What is the biggest difference between the way photographers work today and photographers of the past?
The biggest difference is technology. It’s just wasn't as easy to share photos. Wherever photographers upload a picture to, there’s a share button. The photos we deal with are analog. It takes time.

rock paper photo

What's happening here?
This is one of my favorites. You see David Bowie as a tourist in Moscow. Bowie just looks so slick in this photo. Not in the frame is Iggy Pop before he even went by Iggy Pop. They were touring around Europe on their 1976 Station-to-Station tour. Andrew Kent, the photographer, was taking side trips to go sight seeing. He was a professional in the 70s and ended up on that tour because he was a friend of Cameron Crowe who was doing a story for Rolling Stone. This stuff will never happen nowadays because of the world we live in. He stopped shooting in the late 70s and early 80s, moved to Idaho, fishes everyday. We came to him recently and said "hey, can we curate and scan your work and have you sign the photos?"

How do you choose your pictures?
The qualifications of the photographer are not that important to us. Someone who is incredibly accomplished in their career... someone that just happened to get a good photo of David Bowie... our standard is it just has to be an amazing photo.

rock paper photo

Is this Cher in 1969?
This is an outtake from a Vogue magazine shoot by photographer Stephen Paley.

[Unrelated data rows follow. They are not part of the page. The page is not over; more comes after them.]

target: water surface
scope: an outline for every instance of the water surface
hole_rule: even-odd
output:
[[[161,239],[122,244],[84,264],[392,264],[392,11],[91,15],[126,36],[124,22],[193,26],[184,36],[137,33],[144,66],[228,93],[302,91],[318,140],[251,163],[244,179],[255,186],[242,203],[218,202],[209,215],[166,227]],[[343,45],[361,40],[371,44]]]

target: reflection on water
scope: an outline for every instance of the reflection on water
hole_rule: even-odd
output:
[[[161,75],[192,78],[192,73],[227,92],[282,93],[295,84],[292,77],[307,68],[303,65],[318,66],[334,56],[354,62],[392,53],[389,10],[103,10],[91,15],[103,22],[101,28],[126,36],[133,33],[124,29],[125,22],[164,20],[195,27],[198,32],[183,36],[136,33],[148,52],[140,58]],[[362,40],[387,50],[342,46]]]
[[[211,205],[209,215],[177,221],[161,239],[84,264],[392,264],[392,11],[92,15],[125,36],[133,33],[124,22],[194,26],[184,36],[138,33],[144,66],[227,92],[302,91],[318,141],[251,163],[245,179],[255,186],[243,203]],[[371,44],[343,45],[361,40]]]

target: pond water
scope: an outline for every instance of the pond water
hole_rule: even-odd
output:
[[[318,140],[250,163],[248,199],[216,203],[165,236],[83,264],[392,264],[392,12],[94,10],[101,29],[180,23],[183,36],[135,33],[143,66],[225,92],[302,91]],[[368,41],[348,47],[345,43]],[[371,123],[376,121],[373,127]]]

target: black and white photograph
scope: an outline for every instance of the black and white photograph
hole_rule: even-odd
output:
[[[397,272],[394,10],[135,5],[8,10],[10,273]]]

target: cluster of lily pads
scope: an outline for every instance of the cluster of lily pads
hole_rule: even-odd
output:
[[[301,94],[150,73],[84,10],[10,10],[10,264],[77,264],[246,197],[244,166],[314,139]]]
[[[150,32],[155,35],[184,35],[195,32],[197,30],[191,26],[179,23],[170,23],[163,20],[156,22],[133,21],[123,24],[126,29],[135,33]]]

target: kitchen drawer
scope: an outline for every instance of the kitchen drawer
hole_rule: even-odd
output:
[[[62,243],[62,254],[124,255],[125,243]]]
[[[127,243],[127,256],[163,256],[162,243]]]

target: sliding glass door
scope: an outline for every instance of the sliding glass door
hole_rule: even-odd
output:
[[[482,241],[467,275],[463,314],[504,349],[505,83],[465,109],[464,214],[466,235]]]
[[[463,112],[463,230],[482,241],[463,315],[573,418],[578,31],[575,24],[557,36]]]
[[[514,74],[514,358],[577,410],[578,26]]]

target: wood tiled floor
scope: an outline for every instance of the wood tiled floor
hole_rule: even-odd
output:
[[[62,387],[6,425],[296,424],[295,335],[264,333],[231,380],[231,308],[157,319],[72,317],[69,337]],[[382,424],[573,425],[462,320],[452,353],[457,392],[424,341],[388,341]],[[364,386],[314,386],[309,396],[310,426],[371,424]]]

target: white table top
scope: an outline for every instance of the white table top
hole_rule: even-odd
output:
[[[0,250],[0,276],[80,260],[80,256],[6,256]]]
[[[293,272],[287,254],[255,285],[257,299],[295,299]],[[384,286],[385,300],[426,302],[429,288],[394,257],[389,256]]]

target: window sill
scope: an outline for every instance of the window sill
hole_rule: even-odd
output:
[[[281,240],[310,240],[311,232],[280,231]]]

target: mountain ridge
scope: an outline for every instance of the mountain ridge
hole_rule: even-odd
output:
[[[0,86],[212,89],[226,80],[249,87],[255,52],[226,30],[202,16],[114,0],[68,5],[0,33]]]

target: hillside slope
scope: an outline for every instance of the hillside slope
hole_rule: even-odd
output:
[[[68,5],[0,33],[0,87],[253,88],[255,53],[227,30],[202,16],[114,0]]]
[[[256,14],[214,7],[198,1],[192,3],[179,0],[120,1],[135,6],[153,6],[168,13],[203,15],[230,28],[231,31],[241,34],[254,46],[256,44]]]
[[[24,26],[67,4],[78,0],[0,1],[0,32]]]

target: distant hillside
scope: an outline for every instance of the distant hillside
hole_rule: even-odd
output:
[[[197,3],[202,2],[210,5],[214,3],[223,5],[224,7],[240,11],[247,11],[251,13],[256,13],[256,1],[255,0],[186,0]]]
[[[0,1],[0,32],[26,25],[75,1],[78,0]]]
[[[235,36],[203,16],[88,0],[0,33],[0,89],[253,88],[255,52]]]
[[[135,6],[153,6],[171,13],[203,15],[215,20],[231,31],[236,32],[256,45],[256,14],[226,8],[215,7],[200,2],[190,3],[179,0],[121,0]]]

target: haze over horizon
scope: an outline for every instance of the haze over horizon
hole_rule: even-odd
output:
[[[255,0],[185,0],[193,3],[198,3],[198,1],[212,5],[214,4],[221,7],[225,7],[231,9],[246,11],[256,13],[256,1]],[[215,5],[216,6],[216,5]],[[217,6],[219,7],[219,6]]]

She’s in Alabama. This is what happens: Great photos are taken and published once in a magazine and the rest are buried. They deserve to be out there. They deserve to be online. No one even has a magazine anymore. My favorite part of what I do is probably the privilege of seeing the unedited cut. I saw all the negatives from that trip or from that day. Seeing every frame that the photographer shot tells such a story. Every frame is meaningful.

Why do photographers decide to share their precious work with Rock Paper?
They trust us. They believe that we have a sense of what’s commercial and what has relevance today and what will sell. They are looking share their work but make some money, help them become fine artists. They are already amazing photographers but they are not all selling fine art.

Least favorite part of the rare photo process?
Dealing with the negatives. They are valuable. I don’t want anything to happen to them. It’s a manual process. It’s all-worthwhile.